Tinha nessa época doze anos: moreninha, trigueira, cabelos longos, crespos, presos em tranças. Muito trabalhadeira e esperta. Na roça , quando faltava comida a iniciativa era de ir até as comadres e pedir um pouco de qualquer coisa. Levava sempre uma surra da mãe Dona das Dores, que depois recolhia o arrecadado por Maria e preparava para alimentar os demais irmãos. A Rita também foi trabalhar na cidade. A Rita já não era tão pacífica assim. Reza a lenda que cuspiu na salada da patroa nojenta, que lhe tratava mal. Maria deu mais sorte. Na casa do seu pequetito Amorim, o tratamento era melhor, embora o serviço fosse muito. A casa do seu Pequetito, consistia num balancinho de dois andares. Na base da mesma havia um degrau, onde vários rapazes se assentavam para prosear rotineiramente nas tardes de calor. Uma espécie de esquina do pecado. O seu Pequetito era pessoa muito querida ali de Niterói. Morava bem próximo à igrejinha de Santo Antônio, a primeira capela da cidade. Ele era também o grande responsável pelos bailes que entretiam a mocidade do local. Trazia os sanfoneiros de longe com o seu caminhãozinho. Transportava os conhecidos e compadres de Amparo e levava também para lá os moradores de Niterói para os bailes de casamento, que muitas vezes duravam até três dias. Presença marcante ali e uma figura bastante conhecida pelos galanteios às moças do local, o tal do Rubem. Usava um terno diferente por dia. Um para cada dia da semana e tinha orgulho disso. O sapato era de cromo alemão, devidamenete engraxado e lustrado. No cabelo, muito penteado, trazia um topete bem cuidado. Pé de valsa dos melhores. Já trabalhava na Usina. Foi criado só pela mãe. Era o único homem da família de duas irmãs: Ondina e Neyde. A Ondina, uma figura bem popular, sem os rebuscados das donzelas da sua idade, já tinha um espírito de vanguarda. Usava calças compridas, andava de bicicleta. Coisas incomuns às moças da época. Também gostava de acompanhar as partidas de futebol do Avenida Futebol Clube. Trabalhava ajudando a mãe, como lavadeira - ofício que lhe rendeu um certo conforto material e independência financeira. Dizia de boca cheia que não precisava de homem para nada. A única e última vez que pediu algo foi ao seu suposto pai, o qual lhe deu como resposta um sonoro não e um tapa na face:
- que fosse trabalhar se quizesse algo na vida.

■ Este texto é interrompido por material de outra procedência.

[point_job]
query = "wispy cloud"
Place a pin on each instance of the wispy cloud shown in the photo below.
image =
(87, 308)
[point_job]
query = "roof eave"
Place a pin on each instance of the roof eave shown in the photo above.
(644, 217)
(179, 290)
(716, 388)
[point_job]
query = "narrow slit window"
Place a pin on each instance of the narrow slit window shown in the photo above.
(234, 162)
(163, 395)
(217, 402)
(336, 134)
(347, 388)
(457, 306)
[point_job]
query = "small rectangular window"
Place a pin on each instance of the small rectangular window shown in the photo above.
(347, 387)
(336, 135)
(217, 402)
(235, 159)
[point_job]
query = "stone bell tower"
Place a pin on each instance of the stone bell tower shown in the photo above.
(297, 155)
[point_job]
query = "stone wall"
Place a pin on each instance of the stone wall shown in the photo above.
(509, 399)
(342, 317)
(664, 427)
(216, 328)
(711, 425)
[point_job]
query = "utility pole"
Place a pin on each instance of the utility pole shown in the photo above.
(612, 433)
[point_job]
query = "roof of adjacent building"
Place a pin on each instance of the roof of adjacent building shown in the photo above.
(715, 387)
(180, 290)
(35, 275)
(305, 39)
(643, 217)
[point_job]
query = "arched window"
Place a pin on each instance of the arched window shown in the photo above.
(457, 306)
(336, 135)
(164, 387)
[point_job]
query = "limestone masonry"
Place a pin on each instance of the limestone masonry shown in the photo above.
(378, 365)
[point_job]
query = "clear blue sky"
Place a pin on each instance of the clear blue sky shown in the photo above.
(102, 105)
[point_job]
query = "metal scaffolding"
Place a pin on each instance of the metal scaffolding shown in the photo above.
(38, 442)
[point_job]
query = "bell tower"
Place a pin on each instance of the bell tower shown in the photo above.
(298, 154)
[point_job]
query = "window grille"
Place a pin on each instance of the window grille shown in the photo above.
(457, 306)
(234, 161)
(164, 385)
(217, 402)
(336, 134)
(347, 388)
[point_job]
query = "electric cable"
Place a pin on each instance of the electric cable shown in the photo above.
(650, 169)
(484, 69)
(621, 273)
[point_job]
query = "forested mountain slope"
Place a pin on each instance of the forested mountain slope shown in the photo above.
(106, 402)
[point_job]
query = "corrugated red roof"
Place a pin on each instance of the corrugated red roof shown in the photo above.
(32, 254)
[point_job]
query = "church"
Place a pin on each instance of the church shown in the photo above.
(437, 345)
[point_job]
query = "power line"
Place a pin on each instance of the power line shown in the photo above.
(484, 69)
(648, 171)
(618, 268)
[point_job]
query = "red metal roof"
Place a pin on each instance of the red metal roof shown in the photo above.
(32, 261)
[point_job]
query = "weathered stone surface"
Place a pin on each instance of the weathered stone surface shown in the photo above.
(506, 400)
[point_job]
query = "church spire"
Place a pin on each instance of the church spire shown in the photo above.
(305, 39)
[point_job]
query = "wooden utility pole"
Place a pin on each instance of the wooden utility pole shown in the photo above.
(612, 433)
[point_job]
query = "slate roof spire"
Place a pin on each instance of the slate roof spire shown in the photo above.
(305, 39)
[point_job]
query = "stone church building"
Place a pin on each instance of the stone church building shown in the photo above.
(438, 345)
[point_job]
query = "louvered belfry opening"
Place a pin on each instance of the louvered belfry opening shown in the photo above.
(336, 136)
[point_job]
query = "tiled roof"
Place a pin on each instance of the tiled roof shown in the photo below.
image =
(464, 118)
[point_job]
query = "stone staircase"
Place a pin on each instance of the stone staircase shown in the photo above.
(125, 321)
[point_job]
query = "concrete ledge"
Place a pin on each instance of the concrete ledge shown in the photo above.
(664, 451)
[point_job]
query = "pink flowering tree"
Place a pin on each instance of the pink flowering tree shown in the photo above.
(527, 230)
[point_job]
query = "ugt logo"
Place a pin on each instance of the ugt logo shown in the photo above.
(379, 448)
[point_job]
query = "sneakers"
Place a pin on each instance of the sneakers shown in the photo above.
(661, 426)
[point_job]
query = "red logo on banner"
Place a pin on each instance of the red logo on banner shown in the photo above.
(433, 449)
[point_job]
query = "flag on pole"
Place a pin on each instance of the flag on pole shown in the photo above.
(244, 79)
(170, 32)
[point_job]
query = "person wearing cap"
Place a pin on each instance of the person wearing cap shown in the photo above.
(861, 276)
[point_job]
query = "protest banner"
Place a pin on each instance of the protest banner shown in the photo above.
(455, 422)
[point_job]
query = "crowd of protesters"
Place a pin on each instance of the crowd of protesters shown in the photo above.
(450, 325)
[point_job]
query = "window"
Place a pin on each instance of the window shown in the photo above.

O tal conselho, seguiu rigorosamente por toda a sua trajetória, como mulher de brios que era. Ninguém lavava e passava como Ondina. Começou cuidando das roupas dos fregueses nas margens do Rio Paraíba do Sul. Naqueles tempos as águas eram claras. Podia-se ver as pedrinhas no fundo...
Namorou um homem de nome Moacyr, ex- combatente da segunda guerra mundial, por quem nutriu uma forte paixão. Sofreu decepção. O dito cujo já era noivo de outra. Tendo ela descoberto o fato, rompeu imediatamente as relações. Não se interessou que se saiba, a partir deste triste episódio, por mais nenhum outro homem. Optou pela solteirice e nela se encontra até hoje. Mas, guarda com carinho as cartas de amor, já amareladas pelo tempo, do seu primeiro e único namorado. A Neyde, mais jovem e vaidosa, teve um bom casamento; não se misturava muito com as pessoas do lugar e gostava de frequentar o Aero Clube, no tempo em que lá não se admitia ainda a presença de negros.
A Ondina nunca concordou com isto. Preferia passar bem longe do nojento do Aéro Clube. O tal do Rubem, único homem no meio das mulheres, nas horas vagas se assentava nos degraus da casa do seu Pequetito para jogar conversa fora.
Lá, o assunto da hora era falar acerca das aventuras amorosas ocorridas nos bailes do fim de semana. Rubem , vinte e dois anos, aclamado pelo público feminino local como conquistador.
Maria inclina-se no peitoril da janela, depois de todos os seus afazeres domésticos; Isto, para satisfazer sua curiosidade de menina na flor da idade. Queria observar os movimentos da rua. O burburinho das conversas e das risadas dos rapazes, subiam até o andar de cima.
Fez isso como criança que era; garota arteira que em uma determinada ocasião chegou a urinar na caneca de um velho que passava sempre pela vila. Todas as vezes ele pedia água à sua mãe. Era um caixeiro viajante que sempre visitava àquelas bandas.
Dona Maria das Dores dizia assim à Maria:
- Traz lá àgua pro moço, Menina!
E como o homem não poupava gracejos assanhados à Maria, o que a irritava enormemente, resolveu planejar a vingança, fazendo-lhe "xixi" na caneca.
O moço ao beber o conteúdo da caneca, logo declarou cuspindo de uma só vez:
- Essa água está saloba!!!
Maria ficou como gatinha do rabo fino. Sonsa, apenas sorriu no seu íntimo.
Foi essa mesma Maria, levada e curiosa, que debruçou no peitoril da janela; e ao olhar para baixo, inesperadamente, permitiu que seus negros olhos se cruzassem com os olhos do tal do Rubem. O rapaz enviou como resposta, o mostrar da língua. Maria, cabocla, logo se escondeu. Retirou-se rapidamente, envergonhada. Ali, exatamente ali nasceu uma arrebatada e inexplicável paixão em seu coraçãozinho pueril. Um amor tão forte, que quase lhe arrebentava o peito de menina. Maria já não queria saber do cheiro e nem da vida da fazenda. Daquele dia em diante quiz trocar seus vestidos de chita por vestidinhos bem mais elaborados. Já pensou em colocar sapatos, embora, os mesmos não se ajustassem tão bem aos seus pés, tão acostumados a andar descalços pelo chão de terra, lá nos caminhos da roça. Sonhou com laços de fita no cabelo que ressaltassem sua beleza brejeira. Para os rapazes da roça, já nem olhava mais. Nem uma piscadela sequer lhes concedia. Começou a se tornar mais presente nos bailes organizados pelo seu Pequetito. Ainda que de forma bem tímida. E, sózinha, ensaiou os primeiros passos das danças. Aos poucos foi se introduzindo no cenário social. Mas, sem causar grande impácto.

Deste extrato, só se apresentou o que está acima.